Cook, who once caused a tabloid storm when rude to Zsa Zsa Gabor on a television chat show, predicted that news of his death would be reported by the press under the headline 'Zsa Zsa Man Dead'. In the event, the papers lamented the passing of a comic genius who had failed to live up to his promise - who'd spent his later years drinking and gambling and watching Brazilian soap operas in Hampstead while his former comic partner became a Hollywood star, and his Beyond the Fringe cohorts excelled in culturally highbrow pursuits.
Although he was known for his role in the development of the modern satire movement, Cook's comedy doesn't appear to have been driven by a desire to make political points.
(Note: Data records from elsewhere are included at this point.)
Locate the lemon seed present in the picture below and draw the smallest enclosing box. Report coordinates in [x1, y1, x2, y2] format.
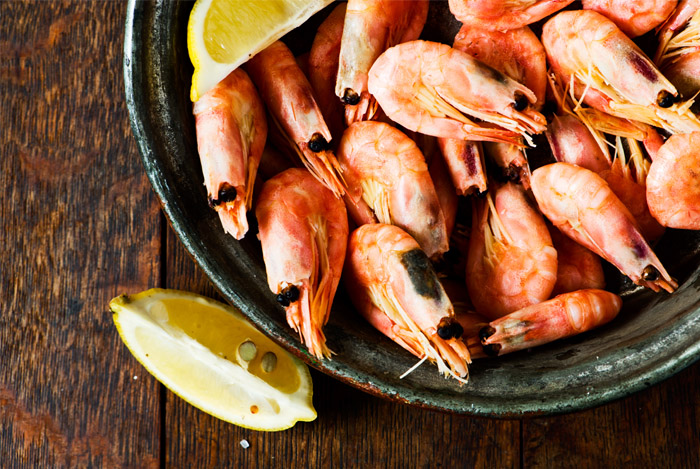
[262, 352, 277, 373]
[239, 341, 257, 361]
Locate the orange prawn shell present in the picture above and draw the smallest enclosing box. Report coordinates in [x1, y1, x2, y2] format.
[542, 10, 671, 107]
[647, 132, 700, 230]
[256, 168, 348, 358]
[663, 51, 700, 100]
[256, 168, 348, 291]
[344, 224, 471, 380]
[449, 0, 575, 31]
[541, 8, 700, 138]
[246, 41, 331, 146]
[193, 68, 267, 239]
[482, 289, 622, 356]
[367, 40, 546, 145]
[546, 114, 611, 174]
[581, 0, 677, 37]
[549, 225, 606, 296]
[346, 224, 437, 328]
[309, 3, 347, 143]
[532, 162, 676, 292]
[336, 0, 429, 123]
[337, 121, 449, 258]
[466, 182, 557, 320]
[602, 159, 666, 243]
[453, 24, 547, 109]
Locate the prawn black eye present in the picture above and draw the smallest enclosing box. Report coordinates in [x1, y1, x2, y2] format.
[284, 285, 300, 302]
[479, 325, 496, 342]
[657, 90, 676, 108]
[437, 317, 464, 340]
[513, 93, 529, 111]
[308, 133, 329, 152]
[505, 164, 521, 182]
[342, 88, 361, 105]
[276, 285, 300, 307]
[482, 343, 502, 357]
[208, 185, 237, 208]
[642, 265, 660, 282]
[276, 294, 290, 307]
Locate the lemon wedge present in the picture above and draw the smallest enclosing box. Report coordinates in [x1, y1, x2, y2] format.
[187, 0, 334, 101]
[110, 289, 316, 431]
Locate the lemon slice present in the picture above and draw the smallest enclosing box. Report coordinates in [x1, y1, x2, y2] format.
[188, 0, 334, 101]
[110, 289, 316, 430]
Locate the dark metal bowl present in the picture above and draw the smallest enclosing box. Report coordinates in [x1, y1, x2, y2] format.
[123, 0, 700, 416]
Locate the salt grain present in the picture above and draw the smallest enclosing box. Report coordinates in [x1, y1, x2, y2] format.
[240, 439, 250, 449]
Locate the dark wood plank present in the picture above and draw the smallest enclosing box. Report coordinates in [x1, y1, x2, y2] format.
[165, 228, 520, 468]
[0, 2, 161, 466]
[523, 362, 700, 467]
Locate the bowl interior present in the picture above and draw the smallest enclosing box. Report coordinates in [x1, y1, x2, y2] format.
[124, 0, 700, 416]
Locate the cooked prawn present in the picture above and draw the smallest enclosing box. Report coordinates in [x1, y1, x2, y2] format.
[531, 162, 677, 292]
[344, 223, 471, 381]
[581, 0, 677, 37]
[418, 135, 459, 239]
[336, 121, 449, 259]
[453, 24, 547, 110]
[542, 10, 700, 134]
[547, 70, 662, 157]
[470, 289, 622, 357]
[367, 40, 547, 146]
[246, 41, 345, 197]
[193, 68, 267, 240]
[451, 24, 546, 189]
[309, 3, 347, 143]
[437, 139, 488, 196]
[656, 0, 700, 63]
[449, 0, 574, 32]
[601, 138, 666, 243]
[483, 142, 533, 189]
[656, 8, 700, 104]
[466, 182, 558, 320]
[546, 73, 666, 243]
[336, 0, 428, 124]
[255, 168, 349, 359]
[549, 225, 606, 296]
[646, 132, 700, 229]
[661, 51, 700, 107]
[546, 113, 612, 173]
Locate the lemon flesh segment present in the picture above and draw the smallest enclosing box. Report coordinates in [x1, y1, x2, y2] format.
[188, 0, 334, 102]
[110, 289, 316, 431]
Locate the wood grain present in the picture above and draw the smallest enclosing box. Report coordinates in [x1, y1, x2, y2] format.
[523, 362, 700, 467]
[1, 1, 699, 467]
[165, 228, 520, 468]
[0, 2, 161, 466]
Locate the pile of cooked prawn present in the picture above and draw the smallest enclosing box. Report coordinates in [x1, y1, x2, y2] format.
[192, 0, 700, 383]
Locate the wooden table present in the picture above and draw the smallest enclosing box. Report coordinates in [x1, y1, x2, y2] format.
[2, 2, 699, 467]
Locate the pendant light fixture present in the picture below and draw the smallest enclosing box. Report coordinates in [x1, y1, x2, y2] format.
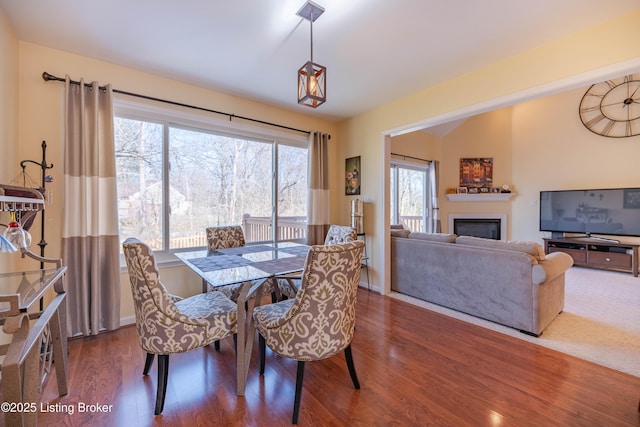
[297, 1, 326, 108]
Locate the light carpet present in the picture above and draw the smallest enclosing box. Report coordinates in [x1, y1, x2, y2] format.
[390, 266, 640, 377]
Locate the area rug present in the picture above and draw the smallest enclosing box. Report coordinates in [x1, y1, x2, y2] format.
[390, 266, 640, 377]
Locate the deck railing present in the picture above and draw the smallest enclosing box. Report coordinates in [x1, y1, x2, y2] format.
[399, 216, 425, 232]
[160, 215, 308, 249]
[242, 214, 307, 242]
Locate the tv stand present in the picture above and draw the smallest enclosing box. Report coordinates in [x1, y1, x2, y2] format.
[573, 234, 620, 244]
[543, 237, 639, 277]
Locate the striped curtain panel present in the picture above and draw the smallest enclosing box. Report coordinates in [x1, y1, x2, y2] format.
[307, 132, 330, 245]
[62, 77, 120, 337]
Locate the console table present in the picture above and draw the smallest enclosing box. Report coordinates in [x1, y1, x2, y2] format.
[0, 265, 68, 427]
[1, 182, 68, 426]
[543, 237, 639, 277]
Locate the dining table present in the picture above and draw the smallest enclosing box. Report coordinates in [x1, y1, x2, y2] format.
[174, 241, 310, 396]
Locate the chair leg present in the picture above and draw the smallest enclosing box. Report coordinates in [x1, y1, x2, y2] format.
[259, 334, 266, 375]
[155, 355, 169, 415]
[292, 361, 305, 424]
[344, 345, 360, 389]
[143, 353, 155, 375]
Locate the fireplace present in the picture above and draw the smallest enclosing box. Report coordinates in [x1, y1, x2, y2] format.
[448, 214, 506, 240]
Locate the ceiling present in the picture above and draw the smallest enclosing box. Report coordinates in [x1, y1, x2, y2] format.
[1, 1, 639, 122]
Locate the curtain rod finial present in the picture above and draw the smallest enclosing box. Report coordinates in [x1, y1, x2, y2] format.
[42, 72, 56, 81]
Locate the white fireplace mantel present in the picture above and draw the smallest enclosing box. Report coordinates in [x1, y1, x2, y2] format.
[446, 193, 515, 202]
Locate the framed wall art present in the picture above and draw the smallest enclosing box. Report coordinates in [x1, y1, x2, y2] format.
[460, 157, 493, 188]
[345, 156, 361, 195]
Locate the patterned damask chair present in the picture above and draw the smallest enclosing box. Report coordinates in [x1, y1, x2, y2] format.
[277, 224, 357, 299]
[205, 225, 248, 301]
[253, 240, 364, 424]
[123, 238, 237, 415]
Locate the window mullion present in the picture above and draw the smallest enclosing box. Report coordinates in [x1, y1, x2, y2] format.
[163, 122, 170, 250]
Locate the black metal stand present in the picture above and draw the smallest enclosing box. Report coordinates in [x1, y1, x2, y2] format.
[357, 233, 370, 291]
[20, 141, 53, 268]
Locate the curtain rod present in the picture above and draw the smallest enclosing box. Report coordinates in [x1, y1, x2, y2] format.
[390, 152, 431, 163]
[42, 71, 320, 137]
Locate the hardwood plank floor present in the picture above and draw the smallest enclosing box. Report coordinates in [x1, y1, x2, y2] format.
[28, 289, 640, 426]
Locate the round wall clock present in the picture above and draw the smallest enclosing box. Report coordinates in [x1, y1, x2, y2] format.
[578, 73, 640, 138]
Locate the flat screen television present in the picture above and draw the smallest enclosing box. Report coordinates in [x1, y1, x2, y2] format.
[540, 188, 640, 238]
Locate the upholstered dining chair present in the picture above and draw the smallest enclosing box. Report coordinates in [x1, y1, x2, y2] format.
[277, 224, 357, 299]
[253, 240, 365, 424]
[123, 238, 237, 415]
[205, 225, 248, 300]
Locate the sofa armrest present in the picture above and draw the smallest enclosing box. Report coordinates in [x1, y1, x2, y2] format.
[531, 252, 574, 285]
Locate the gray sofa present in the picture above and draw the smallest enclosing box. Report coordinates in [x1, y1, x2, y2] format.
[390, 231, 574, 336]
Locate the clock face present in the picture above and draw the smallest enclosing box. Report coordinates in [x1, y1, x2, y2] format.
[579, 73, 640, 138]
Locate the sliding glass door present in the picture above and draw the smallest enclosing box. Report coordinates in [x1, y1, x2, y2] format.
[390, 160, 432, 232]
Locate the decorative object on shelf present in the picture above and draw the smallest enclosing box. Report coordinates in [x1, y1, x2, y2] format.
[446, 192, 515, 202]
[459, 157, 493, 189]
[3, 213, 31, 249]
[0, 234, 17, 253]
[345, 156, 361, 195]
[501, 184, 511, 193]
[297, 1, 326, 108]
[457, 187, 468, 194]
[579, 73, 640, 138]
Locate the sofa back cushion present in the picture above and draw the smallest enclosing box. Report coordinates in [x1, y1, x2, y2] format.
[455, 235, 546, 260]
[390, 229, 411, 238]
[408, 232, 457, 243]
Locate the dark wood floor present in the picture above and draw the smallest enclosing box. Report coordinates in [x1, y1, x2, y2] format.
[31, 289, 640, 426]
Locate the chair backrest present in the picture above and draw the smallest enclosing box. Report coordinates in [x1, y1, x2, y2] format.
[287, 240, 364, 360]
[206, 225, 246, 250]
[324, 225, 357, 245]
[122, 237, 207, 354]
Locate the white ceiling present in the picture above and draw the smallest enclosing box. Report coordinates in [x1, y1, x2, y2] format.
[1, 0, 639, 122]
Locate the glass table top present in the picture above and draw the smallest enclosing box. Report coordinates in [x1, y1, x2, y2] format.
[0, 267, 66, 314]
[175, 242, 309, 287]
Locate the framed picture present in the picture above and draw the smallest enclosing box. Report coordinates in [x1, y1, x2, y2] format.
[623, 188, 640, 209]
[345, 156, 361, 195]
[479, 187, 490, 193]
[459, 157, 493, 188]
[491, 187, 500, 193]
[457, 187, 468, 194]
[468, 187, 479, 194]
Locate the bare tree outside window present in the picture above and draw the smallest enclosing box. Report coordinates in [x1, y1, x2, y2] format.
[114, 117, 308, 251]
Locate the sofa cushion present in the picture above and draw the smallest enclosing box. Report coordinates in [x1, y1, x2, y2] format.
[455, 235, 546, 260]
[390, 229, 411, 238]
[408, 232, 457, 243]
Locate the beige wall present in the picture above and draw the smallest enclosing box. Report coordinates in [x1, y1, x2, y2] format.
[15, 42, 338, 322]
[0, 8, 18, 272]
[4, 8, 640, 321]
[512, 86, 640, 244]
[337, 9, 640, 295]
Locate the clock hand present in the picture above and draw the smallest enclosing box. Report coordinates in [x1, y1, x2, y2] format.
[601, 100, 625, 108]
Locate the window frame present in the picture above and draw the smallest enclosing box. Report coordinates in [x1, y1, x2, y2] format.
[114, 96, 309, 266]
[390, 159, 431, 232]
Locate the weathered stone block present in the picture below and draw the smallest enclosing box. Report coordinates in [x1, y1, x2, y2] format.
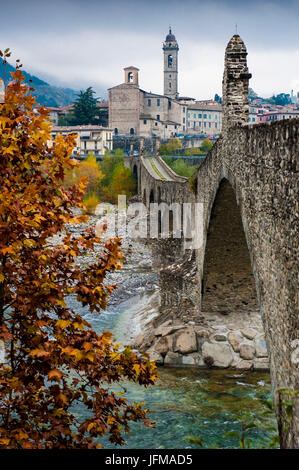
[164, 351, 181, 366]
[174, 328, 198, 354]
[155, 336, 172, 355]
[155, 325, 184, 337]
[202, 342, 233, 368]
[228, 331, 243, 352]
[239, 343, 255, 360]
[254, 339, 268, 358]
[235, 360, 253, 370]
[213, 333, 227, 342]
[253, 358, 270, 371]
[241, 328, 257, 340]
[182, 355, 195, 365]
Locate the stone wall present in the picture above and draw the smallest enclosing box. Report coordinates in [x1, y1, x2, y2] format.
[108, 84, 143, 135]
[193, 120, 299, 448]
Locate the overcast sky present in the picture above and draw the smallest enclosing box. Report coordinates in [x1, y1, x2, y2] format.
[1, 0, 299, 99]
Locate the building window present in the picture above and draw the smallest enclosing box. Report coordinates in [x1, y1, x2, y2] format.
[209, 122, 211, 128]
[169, 82, 171, 88]
[203, 114, 207, 119]
[209, 114, 211, 119]
[193, 114, 196, 119]
[188, 113, 190, 118]
[204, 122, 206, 128]
[168, 54, 173, 67]
[199, 122, 201, 127]
[157, 115, 160, 120]
[198, 114, 202, 118]
[130, 128, 134, 135]
[114, 128, 118, 135]
[215, 123, 218, 128]
[157, 99, 160, 106]
[183, 117, 185, 123]
[215, 114, 218, 119]
[155, 122, 158, 126]
[148, 99, 151, 107]
[183, 107, 185, 113]
[144, 120, 147, 124]
[128, 72, 133, 83]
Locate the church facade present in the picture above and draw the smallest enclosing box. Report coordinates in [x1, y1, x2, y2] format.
[108, 29, 222, 139]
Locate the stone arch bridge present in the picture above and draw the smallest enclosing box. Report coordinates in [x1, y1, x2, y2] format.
[125, 35, 298, 448]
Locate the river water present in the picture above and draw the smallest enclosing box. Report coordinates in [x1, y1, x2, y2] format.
[69, 291, 278, 449]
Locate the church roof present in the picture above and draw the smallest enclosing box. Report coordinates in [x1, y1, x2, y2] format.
[165, 27, 176, 42]
[123, 66, 139, 70]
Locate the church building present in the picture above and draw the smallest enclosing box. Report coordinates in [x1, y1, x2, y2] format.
[108, 29, 184, 138]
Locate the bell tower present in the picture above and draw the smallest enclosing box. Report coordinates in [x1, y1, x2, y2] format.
[163, 28, 179, 99]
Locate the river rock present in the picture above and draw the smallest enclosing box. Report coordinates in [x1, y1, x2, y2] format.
[254, 339, 268, 358]
[155, 325, 184, 337]
[174, 328, 198, 354]
[202, 342, 233, 368]
[182, 355, 195, 365]
[155, 336, 172, 355]
[213, 333, 227, 342]
[228, 331, 243, 352]
[235, 360, 253, 370]
[253, 358, 270, 370]
[239, 343, 255, 360]
[134, 332, 145, 347]
[241, 328, 257, 340]
[164, 351, 181, 365]
[195, 328, 210, 338]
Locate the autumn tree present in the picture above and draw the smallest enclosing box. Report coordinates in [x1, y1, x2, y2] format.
[200, 138, 213, 153]
[109, 164, 137, 203]
[160, 137, 182, 156]
[64, 153, 103, 195]
[0, 64, 157, 449]
[99, 151, 136, 204]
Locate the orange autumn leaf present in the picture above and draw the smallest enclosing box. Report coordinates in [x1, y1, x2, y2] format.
[48, 369, 63, 381]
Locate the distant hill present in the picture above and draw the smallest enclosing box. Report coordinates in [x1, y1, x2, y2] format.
[0, 58, 78, 107]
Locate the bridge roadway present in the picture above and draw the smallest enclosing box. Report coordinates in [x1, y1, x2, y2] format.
[141, 155, 187, 182]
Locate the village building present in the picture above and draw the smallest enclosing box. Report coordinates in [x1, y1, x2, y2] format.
[186, 104, 222, 136]
[49, 125, 113, 157]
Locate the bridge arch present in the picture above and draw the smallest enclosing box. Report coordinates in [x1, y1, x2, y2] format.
[149, 188, 155, 204]
[201, 178, 259, 317]
[133, 164, 138, 191]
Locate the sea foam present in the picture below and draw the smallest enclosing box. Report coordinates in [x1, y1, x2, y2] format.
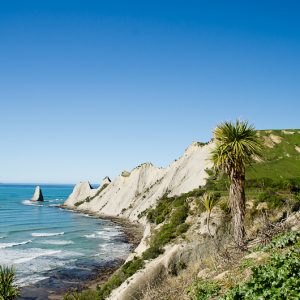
[0, 240, 32, 249]
[14, 249, 62, 264]
[22, 200, 43, 207]
[31, 232, 65, 237]
[39, 240, 74, 245]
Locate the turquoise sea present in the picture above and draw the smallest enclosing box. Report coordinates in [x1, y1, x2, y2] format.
[0, 184, 131, 298]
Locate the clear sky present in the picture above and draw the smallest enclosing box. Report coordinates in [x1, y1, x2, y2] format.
[0, 1, 299, 184]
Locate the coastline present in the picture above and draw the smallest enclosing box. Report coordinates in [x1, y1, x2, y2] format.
[18, 206, 144, 300]
[59, 205, 144, 249]
[59, 206, 144, 298]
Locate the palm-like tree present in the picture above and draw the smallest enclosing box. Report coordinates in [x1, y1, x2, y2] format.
[211, 120, 262, 248]
[201, 192, 217, 236]
[0, 266, 20, 300]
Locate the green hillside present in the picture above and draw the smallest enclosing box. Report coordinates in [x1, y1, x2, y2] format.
[246, 129, 300, 180]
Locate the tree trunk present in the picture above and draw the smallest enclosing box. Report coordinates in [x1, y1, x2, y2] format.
[229, 174, 246, 248]
[207, 211, 212, 237]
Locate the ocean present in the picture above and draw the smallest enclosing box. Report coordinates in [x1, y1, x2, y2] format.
[0, 184, 131, 298]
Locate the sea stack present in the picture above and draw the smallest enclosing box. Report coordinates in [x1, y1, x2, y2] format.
[31, 186, 44, 202]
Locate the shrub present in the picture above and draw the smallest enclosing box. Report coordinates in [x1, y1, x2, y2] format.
[220, 249, 300, 299]
[155, 215, 165, 224]
[97, 257, 144, 300]
[142, 245, 164, 260]
[256, 190, 285, 208]
[74, 200, 86, 207]
[151, 206, 189, 246]
[256, 231, 300, 252]
[146, 196, 173, 224]
[187, 279, 220, 300]
[64, 290, 99, 300]
[144, 193, 191, 261]
[218, 198, 230, 213]
[97, 274, 122, 300]
[176, 223, 189, 235]
[121, 257, 144, 277]
[0, 266, 20, 300]
[121, 171, 131, 177]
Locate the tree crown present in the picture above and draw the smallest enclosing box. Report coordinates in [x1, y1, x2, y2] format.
[211, 120, 262, 176]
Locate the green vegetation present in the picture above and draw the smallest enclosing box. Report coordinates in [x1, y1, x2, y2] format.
[201, 192, 219, 236]
[144, 205, 189, 260]
[144, 189, 205, 260]
[64, 257, 144, 300]
[96, 183, 109, 196]
[220, 236, 300, 299]
[0, 266, 20, 300]
[74, 184, 109, 207]
[74, 200, 86, 207]
[147, 189, 204, 225]
[255, 231, 300, 252]
[97, 257, 144, 300]
[64, 290, 99, 300]
[187, 279, 221, 300]
[121, 171, 131, 177]
[187, 231, 300, 300]
[247, 129, 300, 180]
[97, 257, 144, 299]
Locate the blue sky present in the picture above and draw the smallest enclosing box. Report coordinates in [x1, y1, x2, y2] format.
[0, 1, 299, 183]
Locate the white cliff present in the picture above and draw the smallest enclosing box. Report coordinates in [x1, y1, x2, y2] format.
[65, 181, 97, 205]
[64, 142, 214, 221]
[101, 176, 111, 186]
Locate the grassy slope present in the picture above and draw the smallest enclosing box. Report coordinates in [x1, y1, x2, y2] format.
[246, 129, 300, 180]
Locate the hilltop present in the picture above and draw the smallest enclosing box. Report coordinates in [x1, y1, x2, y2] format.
[247, 129, 300, 180]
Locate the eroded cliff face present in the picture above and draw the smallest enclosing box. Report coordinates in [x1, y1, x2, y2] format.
[64, 142, 214, 222]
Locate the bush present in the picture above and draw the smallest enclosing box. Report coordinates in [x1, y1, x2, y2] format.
[121, 257, 144, 277]
[0, 266, 20, 300]
[65, 257, 145, 300]
[256, 231, 300, 252]
[64, 290, 99, 300]
[176, 223, 189, 235]
[246, 177, 300, 191]
[97, 274, 122, 300]
[187, 279, 220, 300]
[151, 206, 189, 247]
[218, 198, 230, 213]
[220, 249, 300, 299]
[147, 196, 173, 224]
[147, 189, 205, 225]
[256, 190, 285, 208]
[142, 245, 164, 260]
[74, 200, 86, 207]
[144, 193, 191, 261]
[97, 257, 144, 300]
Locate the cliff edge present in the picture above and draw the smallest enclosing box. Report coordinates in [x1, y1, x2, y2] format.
[64, 142, 213, 222]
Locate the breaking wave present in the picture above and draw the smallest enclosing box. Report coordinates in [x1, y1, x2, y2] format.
[39, 240, 74, 246]
[31, 232, 64, 237]
[0, 240, 32, 249]
[22, 200, 43, 207]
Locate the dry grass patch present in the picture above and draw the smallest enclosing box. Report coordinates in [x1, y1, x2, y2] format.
[140, 263, 201, 300]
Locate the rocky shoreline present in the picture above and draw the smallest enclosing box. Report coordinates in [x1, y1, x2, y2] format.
[17, 207, 144, 300]
[59, 206, 144, 249]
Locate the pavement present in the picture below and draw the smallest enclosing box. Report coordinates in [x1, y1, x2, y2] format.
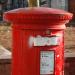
[0, 45, 11, 59]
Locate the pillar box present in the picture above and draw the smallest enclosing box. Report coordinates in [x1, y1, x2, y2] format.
[3, 7, 72, 75]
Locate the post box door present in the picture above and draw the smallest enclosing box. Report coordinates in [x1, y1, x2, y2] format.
[12, 29, 64, 75]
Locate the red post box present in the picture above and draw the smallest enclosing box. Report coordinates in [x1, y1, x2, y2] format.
[3, 7, 72, 75]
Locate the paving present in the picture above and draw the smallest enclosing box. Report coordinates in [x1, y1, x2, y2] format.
[0, 45, 11, 59]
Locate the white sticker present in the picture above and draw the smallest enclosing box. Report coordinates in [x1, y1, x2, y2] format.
[40, 51, 54, 74]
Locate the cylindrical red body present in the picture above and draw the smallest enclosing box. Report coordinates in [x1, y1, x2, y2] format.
[3, 7, 72, 75]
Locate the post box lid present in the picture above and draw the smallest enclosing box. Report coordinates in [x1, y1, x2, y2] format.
[3, 7, 73, 29]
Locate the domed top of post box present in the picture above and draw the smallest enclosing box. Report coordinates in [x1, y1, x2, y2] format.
[3, 7, 73, 29]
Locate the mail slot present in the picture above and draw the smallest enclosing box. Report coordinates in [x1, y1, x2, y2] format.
[3, 7, 73, 75]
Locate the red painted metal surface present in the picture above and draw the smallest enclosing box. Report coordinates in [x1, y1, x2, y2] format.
[3, 7, 72, 75]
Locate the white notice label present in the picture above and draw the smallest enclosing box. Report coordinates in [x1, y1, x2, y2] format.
[40, 51, 54, 74]
[28, 35, 59, 47]
[34, 36, 59, 46]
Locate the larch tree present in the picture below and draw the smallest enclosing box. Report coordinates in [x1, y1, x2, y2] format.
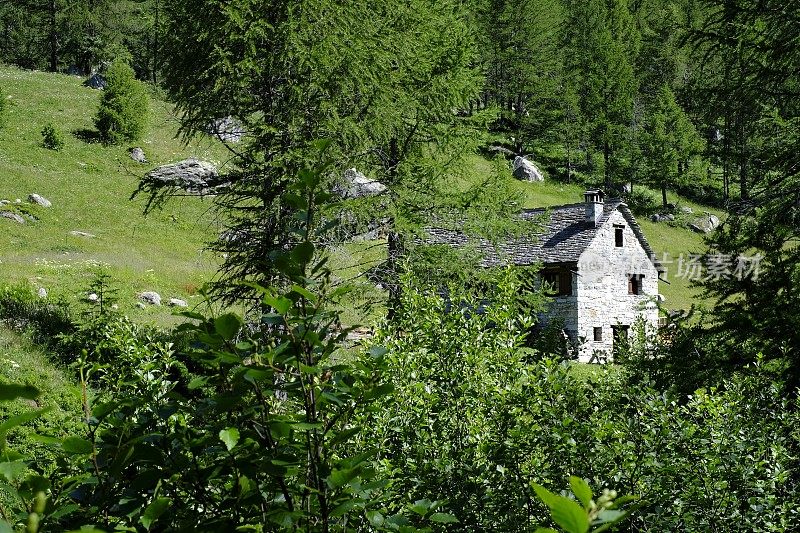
[563, 0, 639, 189]
[136, 0, 514, 312]
[641, 84, 703, 207]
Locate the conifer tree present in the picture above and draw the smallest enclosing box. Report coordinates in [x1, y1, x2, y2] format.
[137, 0, 495, 307]
[641, 85, 702, 207]
[563, 0, 639, 189]
[95, 58, 149, 144]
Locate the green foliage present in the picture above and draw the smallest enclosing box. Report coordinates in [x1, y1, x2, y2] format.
[640, 85, 703, 207]
[29, 156, 448, 531]
[141, 0, 488, 306]
[563, 0, 639, 188]
[94, 58, 149, 144]
[533, 476, 637, 533]
[40, 123, 64, 151]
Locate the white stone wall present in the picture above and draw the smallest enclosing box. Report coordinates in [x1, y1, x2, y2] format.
[574, 210, 660, 362]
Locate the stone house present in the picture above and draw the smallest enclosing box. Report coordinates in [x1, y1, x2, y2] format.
[427, 190, 664, 362]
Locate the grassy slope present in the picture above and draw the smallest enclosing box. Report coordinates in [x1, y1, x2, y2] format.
[0, 66, 230, 324]
[0, 327, 82, 467]
[464, 154, 720, 310]
[0, 66, 716, 330]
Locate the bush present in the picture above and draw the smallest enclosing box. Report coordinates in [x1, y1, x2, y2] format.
[624, 187, 659, 217]
[40, 123, 64, 150]
[94, 58, 149, 144]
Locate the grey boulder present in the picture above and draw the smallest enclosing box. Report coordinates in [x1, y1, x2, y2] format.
[28, 193, 51, 208]
[512, 156, 544, 182]
[690, 213, 721, 234]
[335, 168, 387, 199]
[139, 291, 162, 306]
[37, 287, 47, 299]
[168, 298, 188, 308]
[0, 211, 25, 224]
[207, 117, 245, 143]
[84, 73, 107, 90]
[70, 230, 96, 238]
[130, 147, 147, 163]
[143, 159, 220, 194]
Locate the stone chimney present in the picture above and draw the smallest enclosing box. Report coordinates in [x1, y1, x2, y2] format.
[584, 189, 604, 227]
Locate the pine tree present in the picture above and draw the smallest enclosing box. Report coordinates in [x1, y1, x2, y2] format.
[641, 85, 702, 207]
[136, 0, 490, 307]
[476, 0, 564, 154]
[563, 0, 639, 189]
[95, 58, 149, 144]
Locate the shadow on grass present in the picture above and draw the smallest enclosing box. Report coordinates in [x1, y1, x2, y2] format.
[71, 128, 103, 144]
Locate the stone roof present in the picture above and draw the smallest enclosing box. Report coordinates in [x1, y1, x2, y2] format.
[426, 199, 664, 272]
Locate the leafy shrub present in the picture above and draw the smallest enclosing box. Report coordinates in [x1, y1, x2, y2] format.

His impression of Macmillan was inspired by the absurdity of the fact that a whimsical dreamer had made it into the highest office in the land, not by any furious sense of injustice. Following Wilson's election in 1964, he found there was less to laugh at, and, as Jonathan Coe pointed out, the common thread running through all of Cook's best comedy was 'not political commitment or moral outrage but a sort of stoical nihilism...instrumental though he was in kicking off the satire movement, I think his greater achievement was to have become our first, and indeed only, existential comedian'. Appropriately, Cook listed his recreations in Who's Who as gambling, gossip and golf.
Though the obituaries mourned the loss of the greatest comic talent of his generation but talked of disappointment at unfulfilled promise, over time the consensus has come round to the views expressed at the time by Jack Tinker: to me, though time had clearly not treated him kindly in the cosmetic department, he gave every impression of a man who had enjoyed life entirely on his own terms. And which of us could ask for more? At a service held to celebrate Peter's life in St John's Church, Hampstead in May 1995, Alan Bennett denied that Cook had been frustrated by this state of affairs and that his only regret was to have saved Sir David Frost from drowning in 1963.